My guess would be that more machine learning projects go off the rails for want of understanding the data or the {business, research} problem.

2 comments

My experience is bulk of the problem is insufficient monitoring. ML systems need heavy monitoring and should be sending lots of metrics to stuff like prometheus/grafana. There should also be validation/consistency checks for all data pipeline/feature transformations. And you should strongly avoid duplicating logic for stuff like feature preprocessing. I've seen people implement "same" feature preprocessing pipeline twice (one python, one java) and it is so common to find edge case bugs for a long time especially when these bugs only slightly impact model behavior.

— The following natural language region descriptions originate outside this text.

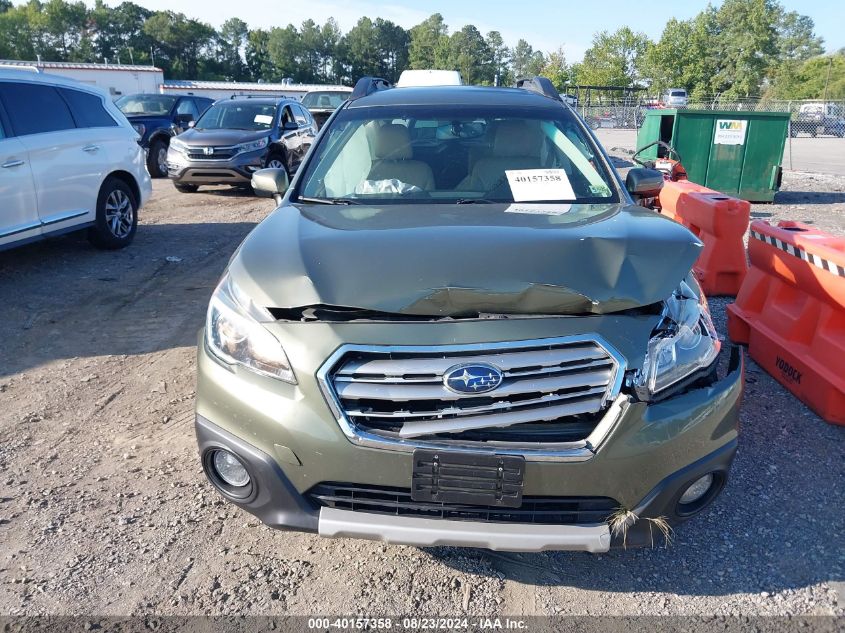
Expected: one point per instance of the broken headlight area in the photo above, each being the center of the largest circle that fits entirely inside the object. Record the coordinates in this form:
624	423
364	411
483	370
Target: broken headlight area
683	347
235	335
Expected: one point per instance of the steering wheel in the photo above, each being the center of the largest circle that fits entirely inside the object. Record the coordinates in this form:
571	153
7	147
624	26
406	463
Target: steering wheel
650	163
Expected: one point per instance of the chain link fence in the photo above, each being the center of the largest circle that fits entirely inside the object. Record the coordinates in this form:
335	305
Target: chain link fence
809	118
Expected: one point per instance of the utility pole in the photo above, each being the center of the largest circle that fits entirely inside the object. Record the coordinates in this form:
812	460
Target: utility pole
827	81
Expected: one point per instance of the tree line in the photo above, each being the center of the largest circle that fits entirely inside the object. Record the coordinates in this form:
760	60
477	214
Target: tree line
742	49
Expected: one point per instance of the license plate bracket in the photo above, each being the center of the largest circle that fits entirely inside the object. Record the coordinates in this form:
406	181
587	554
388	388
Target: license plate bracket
467	478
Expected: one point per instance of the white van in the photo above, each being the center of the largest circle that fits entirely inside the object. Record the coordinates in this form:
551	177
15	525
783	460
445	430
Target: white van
675	98
69	160
410	78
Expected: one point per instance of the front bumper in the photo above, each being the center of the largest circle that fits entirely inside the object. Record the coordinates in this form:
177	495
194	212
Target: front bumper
235	171
650	457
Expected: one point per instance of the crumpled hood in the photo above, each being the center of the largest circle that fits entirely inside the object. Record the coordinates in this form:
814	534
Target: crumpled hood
460	260
200	137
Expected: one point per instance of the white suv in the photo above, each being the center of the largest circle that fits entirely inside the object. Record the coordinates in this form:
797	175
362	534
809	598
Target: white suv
69	160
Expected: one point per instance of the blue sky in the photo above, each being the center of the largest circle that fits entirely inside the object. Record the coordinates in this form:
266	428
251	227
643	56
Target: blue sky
546	24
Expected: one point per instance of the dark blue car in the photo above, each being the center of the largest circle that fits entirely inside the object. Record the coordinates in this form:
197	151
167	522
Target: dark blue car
157	118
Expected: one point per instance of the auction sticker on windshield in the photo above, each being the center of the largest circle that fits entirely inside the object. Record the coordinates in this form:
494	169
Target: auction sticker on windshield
539	209
535	185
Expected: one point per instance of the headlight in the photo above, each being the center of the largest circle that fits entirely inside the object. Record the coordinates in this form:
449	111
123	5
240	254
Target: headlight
683	343
234	334
254	145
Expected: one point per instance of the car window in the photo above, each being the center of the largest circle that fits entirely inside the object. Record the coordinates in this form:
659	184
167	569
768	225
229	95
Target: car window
203	104
325	99
442	154
300	116
87	109
238	115
287	116
35	108
154	105
187	106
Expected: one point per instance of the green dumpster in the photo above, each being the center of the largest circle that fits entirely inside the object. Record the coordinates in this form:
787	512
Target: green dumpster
738	153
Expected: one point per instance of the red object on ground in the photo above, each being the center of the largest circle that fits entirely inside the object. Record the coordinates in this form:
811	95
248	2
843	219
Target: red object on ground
720	222
791	312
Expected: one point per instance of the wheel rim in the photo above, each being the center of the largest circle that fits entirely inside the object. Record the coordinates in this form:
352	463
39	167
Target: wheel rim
162	160
119	213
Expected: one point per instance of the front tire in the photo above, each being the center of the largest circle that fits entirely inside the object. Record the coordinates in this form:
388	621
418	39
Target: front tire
117	216
157	159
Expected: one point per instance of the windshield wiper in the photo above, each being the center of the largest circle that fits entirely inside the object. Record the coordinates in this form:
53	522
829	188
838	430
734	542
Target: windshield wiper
327	200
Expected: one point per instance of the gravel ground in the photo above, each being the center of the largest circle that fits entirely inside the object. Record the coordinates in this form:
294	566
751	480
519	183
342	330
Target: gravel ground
104	509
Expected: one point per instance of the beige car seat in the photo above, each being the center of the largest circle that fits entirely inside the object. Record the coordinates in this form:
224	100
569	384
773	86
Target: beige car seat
393	158
516	145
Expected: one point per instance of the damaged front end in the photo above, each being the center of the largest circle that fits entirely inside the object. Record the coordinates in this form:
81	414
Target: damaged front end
683	347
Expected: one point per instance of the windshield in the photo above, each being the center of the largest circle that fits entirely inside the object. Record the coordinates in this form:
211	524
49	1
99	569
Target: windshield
457	155
238	115
329	99
146	104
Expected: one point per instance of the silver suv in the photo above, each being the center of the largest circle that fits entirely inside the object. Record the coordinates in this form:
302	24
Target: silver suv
236	137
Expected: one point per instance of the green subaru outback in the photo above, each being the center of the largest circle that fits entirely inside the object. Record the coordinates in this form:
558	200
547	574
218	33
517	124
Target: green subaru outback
459	328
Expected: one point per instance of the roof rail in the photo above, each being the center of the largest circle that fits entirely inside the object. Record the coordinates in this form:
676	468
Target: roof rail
258	97
367	86
540	85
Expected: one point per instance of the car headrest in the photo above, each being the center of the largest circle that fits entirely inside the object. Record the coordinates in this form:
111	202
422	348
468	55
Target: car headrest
392	142
516	138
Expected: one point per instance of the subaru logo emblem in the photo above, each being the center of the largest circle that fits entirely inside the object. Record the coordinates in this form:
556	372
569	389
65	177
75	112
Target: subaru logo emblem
472	378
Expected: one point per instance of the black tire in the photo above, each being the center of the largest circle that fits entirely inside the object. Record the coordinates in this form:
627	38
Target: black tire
117	215
157	158
181	188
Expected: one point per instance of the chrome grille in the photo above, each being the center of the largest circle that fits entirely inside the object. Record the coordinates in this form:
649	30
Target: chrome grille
218	153
552	392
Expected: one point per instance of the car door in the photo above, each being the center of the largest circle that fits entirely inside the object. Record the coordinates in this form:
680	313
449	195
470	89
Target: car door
307	129
186	111
290	138
66	162
19	209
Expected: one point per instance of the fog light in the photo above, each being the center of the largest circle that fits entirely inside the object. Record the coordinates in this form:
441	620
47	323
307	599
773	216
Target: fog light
230	469
697	490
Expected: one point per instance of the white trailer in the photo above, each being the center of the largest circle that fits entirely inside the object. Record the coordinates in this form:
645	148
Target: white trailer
227	89
116	79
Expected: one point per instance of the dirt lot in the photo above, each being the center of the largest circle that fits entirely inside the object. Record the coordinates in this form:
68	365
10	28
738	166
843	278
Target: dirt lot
104	509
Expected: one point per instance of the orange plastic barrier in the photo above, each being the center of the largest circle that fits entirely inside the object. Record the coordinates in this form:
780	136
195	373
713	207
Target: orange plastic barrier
791	312
720	222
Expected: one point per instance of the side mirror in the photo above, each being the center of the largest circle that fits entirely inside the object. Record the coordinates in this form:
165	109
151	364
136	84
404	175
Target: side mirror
644	183
270	183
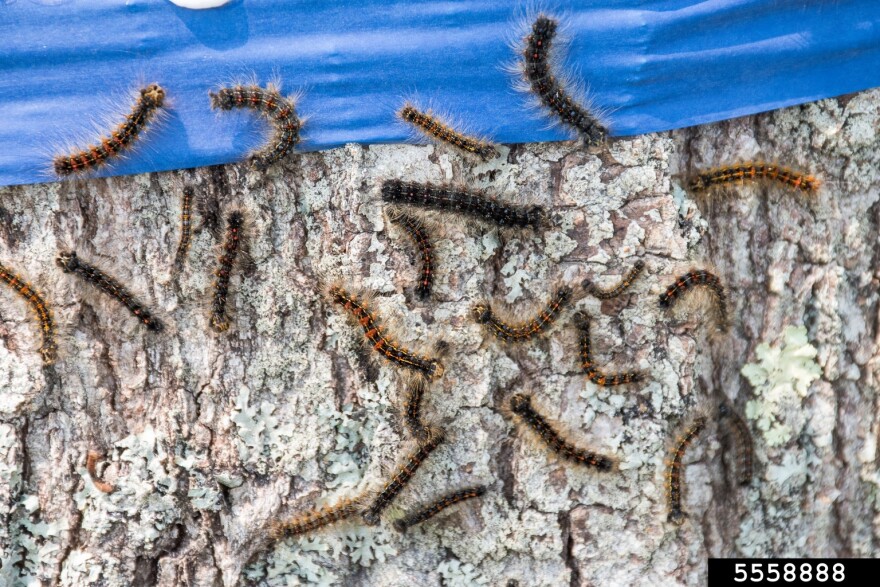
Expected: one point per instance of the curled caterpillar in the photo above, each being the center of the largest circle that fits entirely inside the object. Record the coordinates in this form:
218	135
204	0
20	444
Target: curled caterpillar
676	473
278	110
145	109
227	263
41	309
582	321
401	477
432	126
394	353
473	204
524	330
521	405
70	263
754	171
606	294
419	234
437	506
537	72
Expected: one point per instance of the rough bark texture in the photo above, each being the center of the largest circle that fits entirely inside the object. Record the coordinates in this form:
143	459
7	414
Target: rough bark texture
209	438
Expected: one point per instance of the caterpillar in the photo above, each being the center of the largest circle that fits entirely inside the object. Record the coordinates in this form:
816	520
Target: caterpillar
41	309
432	126
538	77
227	262
278	110
419	234
522	331
312	520
401	477
675	475
694	278
470	203
437	506
71	263
744	442
393	352
754	171
185	226
582	322
622	286
145	109
521	405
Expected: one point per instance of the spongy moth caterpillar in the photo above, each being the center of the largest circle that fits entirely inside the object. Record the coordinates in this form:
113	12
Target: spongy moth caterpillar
754	171
432	126
675	474
582	322
70	263
38	305
694	278
471	203
612	292
437	506
521	405
226	264
401	477
186	201
521	331
536	68
277	109
120	139
744	442
388	348
419	234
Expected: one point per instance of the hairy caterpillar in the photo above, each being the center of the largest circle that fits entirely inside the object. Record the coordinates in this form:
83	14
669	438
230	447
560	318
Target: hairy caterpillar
145	109
522	331
437	506
676	473
470	203
627	280
70	263
278	110
431	125
401	477
582	322
432	368
521	405
38	305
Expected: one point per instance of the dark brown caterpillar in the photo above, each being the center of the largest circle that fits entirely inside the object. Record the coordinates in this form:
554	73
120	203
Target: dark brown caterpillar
606	294
473	204
522	331
431	368
70	263
676	473
121	138
521	405
227	263
44	315
433	127
437	506
582	322
401	477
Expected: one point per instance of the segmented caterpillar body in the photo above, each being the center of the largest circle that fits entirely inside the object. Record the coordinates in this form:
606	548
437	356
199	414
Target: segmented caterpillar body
523	331
432	368
48	349
521	405
675	475
145	109
473	204
437	506
70	263
277	109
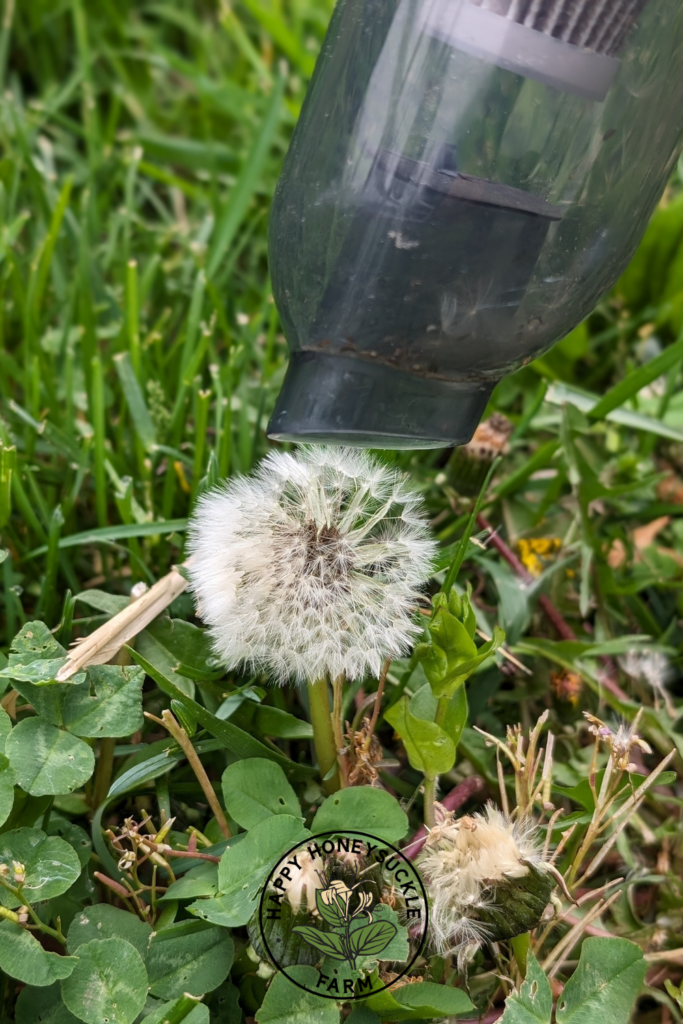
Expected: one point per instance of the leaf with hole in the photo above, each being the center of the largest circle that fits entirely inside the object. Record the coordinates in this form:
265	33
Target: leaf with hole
245	865
604	985
51	864
429	749
36	656
105	922
109	984
43	1006
423	999
532	1004
22	956
189	956
327	942
255	790
371	940
365	809
285	1003
46	760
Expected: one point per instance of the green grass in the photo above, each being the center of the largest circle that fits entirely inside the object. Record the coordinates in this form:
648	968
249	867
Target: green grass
140	355
140	352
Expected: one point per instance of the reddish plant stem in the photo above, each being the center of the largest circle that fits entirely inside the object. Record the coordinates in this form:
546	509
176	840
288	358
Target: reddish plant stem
168	851
454	801
552	613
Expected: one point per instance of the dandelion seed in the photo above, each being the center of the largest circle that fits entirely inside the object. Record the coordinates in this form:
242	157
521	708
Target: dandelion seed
300	888
620	741
486	881
655	670
312	566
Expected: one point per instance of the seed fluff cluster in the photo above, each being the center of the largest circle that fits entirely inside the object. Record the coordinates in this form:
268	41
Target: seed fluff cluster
311	566
476	868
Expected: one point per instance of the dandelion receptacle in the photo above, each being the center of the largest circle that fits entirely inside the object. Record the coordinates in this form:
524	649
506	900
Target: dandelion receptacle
467	178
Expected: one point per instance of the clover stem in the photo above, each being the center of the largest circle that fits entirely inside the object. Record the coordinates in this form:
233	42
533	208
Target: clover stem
103	771
428	801
520	947
324	737
441	709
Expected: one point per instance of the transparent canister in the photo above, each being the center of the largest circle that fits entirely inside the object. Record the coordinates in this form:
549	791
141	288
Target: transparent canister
466	180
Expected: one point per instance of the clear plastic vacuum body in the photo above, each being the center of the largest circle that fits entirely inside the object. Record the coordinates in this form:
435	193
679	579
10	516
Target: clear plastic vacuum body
466	180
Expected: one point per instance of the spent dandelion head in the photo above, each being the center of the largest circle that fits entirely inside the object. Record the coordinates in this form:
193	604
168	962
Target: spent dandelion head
311	566
485	879
620	741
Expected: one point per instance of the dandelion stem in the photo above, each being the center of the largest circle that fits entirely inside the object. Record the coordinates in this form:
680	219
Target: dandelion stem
338	728
185	743
324	737
520	947
378	701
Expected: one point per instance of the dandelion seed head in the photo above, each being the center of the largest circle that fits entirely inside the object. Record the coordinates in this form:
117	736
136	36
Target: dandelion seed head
465	862
620	740
300	888
312	565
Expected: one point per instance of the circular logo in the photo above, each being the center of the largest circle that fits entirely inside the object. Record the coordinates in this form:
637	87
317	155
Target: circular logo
350	906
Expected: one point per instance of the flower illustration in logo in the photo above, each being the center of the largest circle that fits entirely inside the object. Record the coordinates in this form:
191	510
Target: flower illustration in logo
348	939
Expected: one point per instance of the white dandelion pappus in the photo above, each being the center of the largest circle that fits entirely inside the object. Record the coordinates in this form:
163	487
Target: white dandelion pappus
311	567
465	860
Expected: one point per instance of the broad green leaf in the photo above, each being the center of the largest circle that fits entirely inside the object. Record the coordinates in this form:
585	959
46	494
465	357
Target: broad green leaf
199	1015
5	728
224	1005
190	957
51	864
36	656
104	922
43	1006
245	866
7	782
109	983
46	760
99	599
534	1003
77	838
155	652
22	956
108	704
255	790
398	946
604	985
365	809
328	942
429	749
287	1004
187	644
200	881
266	721
361	1015
417	1001
373	939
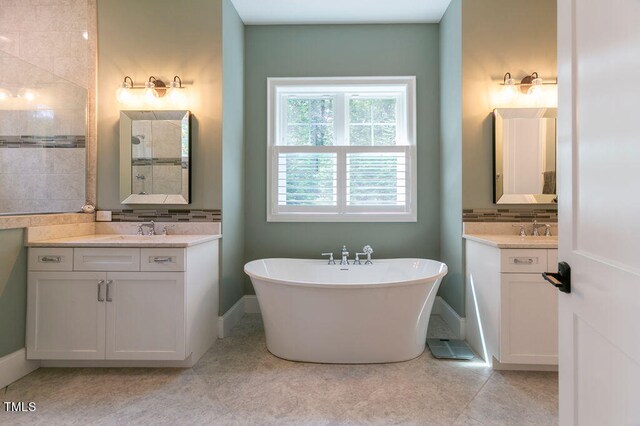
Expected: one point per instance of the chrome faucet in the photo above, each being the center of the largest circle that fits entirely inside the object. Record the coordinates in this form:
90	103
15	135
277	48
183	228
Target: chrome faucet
345	256
151	225
331	260
522	232
366	251
536	225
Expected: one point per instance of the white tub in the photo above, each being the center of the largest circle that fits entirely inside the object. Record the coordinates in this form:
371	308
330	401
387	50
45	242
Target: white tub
351	314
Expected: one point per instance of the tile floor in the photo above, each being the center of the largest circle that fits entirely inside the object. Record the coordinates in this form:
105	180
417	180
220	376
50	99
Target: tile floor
239	382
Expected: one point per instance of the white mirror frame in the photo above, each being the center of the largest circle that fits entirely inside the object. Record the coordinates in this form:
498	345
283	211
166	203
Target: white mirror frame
500	115
126	123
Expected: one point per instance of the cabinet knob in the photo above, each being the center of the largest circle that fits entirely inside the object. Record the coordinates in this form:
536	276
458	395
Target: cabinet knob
100	284
109	297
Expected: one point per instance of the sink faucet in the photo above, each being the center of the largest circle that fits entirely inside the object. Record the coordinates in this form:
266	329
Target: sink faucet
547	229
522	232
536	225
151	225
345	256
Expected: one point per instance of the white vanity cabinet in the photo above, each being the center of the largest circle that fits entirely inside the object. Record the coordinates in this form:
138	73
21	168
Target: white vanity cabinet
512	312
103	303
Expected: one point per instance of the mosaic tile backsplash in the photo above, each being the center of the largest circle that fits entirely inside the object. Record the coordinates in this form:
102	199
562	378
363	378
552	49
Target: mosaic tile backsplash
169	215
510	215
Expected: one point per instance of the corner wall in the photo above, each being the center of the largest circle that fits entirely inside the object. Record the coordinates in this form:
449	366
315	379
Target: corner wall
451	251
13	291
233	210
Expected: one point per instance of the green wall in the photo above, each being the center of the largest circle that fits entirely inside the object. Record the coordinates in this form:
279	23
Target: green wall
451	252
342	50
232	252
162	38
13	291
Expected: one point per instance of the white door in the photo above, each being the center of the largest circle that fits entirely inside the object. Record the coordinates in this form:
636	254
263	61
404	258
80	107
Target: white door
145	316
599	188
65	319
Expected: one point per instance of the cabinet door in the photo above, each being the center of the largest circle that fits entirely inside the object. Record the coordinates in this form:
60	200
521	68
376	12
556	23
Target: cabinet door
65	318
145	316
528	320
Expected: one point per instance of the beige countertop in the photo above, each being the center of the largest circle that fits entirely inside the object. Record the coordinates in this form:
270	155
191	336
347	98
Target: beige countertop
514	241
119	240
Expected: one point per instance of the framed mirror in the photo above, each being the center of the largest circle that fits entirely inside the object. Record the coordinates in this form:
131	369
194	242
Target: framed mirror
155	157
525	141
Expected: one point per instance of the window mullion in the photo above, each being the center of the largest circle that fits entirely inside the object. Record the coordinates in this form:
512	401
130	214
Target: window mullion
341	179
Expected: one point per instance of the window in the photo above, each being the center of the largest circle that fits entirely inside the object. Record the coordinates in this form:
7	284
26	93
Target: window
341	149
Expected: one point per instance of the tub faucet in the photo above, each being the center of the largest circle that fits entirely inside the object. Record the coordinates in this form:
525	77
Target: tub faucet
345	256
367	250
331	261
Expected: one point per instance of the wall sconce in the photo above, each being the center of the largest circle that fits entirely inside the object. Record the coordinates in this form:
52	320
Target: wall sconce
154	89
529	85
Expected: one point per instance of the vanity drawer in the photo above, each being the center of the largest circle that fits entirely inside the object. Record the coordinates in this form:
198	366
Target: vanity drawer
106	259
159	259
50	259
523	260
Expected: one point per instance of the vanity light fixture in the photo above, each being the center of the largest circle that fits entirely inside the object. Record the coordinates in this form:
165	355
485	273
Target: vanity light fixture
5	94
123	94
175	91
529	85
154	88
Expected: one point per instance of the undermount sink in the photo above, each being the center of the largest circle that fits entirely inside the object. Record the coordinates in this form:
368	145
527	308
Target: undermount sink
138	237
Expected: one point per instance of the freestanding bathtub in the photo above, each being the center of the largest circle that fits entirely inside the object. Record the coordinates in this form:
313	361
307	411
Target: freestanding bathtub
350	314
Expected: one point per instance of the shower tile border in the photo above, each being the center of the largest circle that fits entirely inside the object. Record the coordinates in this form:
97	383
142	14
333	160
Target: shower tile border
58	141
510	215
166	215
26	221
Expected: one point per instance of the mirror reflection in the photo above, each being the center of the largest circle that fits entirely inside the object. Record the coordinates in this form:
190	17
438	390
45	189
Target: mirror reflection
154	150
525	155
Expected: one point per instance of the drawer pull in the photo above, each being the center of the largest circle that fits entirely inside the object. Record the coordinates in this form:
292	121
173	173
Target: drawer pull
109	298
50	259
100	284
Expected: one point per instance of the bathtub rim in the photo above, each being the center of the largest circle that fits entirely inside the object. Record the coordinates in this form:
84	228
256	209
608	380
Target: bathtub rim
431	278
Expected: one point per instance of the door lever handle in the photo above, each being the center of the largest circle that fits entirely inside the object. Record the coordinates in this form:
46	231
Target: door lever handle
561	279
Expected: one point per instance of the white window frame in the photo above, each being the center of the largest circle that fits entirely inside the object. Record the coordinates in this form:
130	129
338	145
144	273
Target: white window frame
403	88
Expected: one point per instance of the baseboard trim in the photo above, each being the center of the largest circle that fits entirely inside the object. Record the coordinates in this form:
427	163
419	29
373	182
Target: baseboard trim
455	322
15	366
251	305
230	318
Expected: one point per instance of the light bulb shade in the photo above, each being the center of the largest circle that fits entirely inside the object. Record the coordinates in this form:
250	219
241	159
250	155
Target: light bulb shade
150	94
124	95
535	90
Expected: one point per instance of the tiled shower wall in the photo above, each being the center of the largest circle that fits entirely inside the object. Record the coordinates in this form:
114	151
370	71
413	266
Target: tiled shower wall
46	48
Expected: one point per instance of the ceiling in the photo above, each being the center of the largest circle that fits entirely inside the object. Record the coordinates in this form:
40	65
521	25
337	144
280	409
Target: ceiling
275	12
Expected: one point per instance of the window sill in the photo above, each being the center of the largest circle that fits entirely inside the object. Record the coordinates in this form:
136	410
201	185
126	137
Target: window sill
337	218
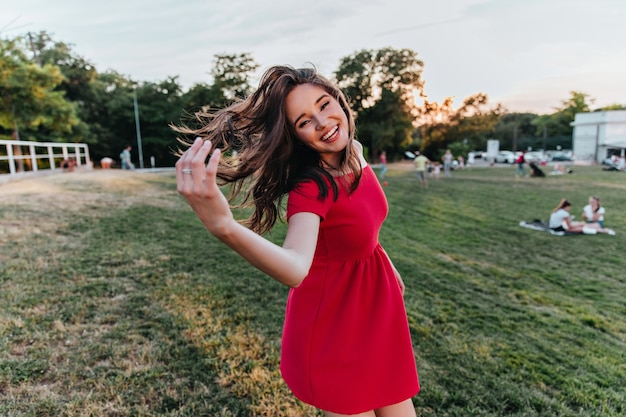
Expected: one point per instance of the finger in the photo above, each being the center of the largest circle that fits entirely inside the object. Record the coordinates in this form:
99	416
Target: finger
198	164
184	163
211	167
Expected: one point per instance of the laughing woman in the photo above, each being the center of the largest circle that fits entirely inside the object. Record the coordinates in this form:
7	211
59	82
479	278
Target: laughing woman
346	345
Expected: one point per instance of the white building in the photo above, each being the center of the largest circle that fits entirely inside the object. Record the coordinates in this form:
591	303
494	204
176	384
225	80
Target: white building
598	135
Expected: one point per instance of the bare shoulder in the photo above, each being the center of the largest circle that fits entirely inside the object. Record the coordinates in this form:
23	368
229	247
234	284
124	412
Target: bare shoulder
359	150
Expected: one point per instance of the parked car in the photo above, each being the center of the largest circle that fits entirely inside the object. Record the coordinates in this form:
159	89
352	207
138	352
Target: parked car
564	155
537	157
506	157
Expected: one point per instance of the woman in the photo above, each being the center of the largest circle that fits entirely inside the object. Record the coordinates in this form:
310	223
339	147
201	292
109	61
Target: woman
346	346
593	214
560	221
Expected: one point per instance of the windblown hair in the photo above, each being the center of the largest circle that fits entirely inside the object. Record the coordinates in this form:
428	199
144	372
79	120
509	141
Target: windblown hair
562	204
263	159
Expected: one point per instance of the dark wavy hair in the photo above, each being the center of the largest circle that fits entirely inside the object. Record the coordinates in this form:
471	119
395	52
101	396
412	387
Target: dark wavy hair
263	157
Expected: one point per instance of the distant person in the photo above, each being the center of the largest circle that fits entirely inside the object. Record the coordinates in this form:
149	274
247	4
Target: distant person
106	162
561	221
125	158
383	164
68	164
471	158
521	165
447	159
421	164
593	214
436	170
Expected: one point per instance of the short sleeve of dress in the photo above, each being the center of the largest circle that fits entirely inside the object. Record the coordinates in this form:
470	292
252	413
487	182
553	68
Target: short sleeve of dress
305	198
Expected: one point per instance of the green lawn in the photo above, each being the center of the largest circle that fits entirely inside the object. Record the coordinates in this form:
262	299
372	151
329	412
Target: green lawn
115	301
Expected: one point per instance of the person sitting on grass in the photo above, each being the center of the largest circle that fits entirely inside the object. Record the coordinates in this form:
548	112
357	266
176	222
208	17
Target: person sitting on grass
561	221
593	214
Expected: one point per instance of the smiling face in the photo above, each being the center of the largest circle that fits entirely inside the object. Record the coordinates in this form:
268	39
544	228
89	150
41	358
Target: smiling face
319	121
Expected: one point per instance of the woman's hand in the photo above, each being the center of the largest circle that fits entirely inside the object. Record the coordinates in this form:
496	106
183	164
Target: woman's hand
196	182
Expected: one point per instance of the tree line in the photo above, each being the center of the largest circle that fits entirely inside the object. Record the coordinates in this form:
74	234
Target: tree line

Another issue is proliferation of data pipelines. The more distinct pipelines you have, the more painful they become to monitor. It is much better to minimize pipelines and do views on a small number. I think proliferations of models is a similar issue. It is often easier to build 4 models instead of 1 multi-task model, but monitoring/operational tasks grow more and more painful as you manage more models.

Not necessarily mathematical savvy though a lot of deeper understanding can follow from a strong grasp on the fundamentals. I think it has more to do with the alignment between intuitions and outcomes, and this is not taught well in most academic programs as far as I can tell.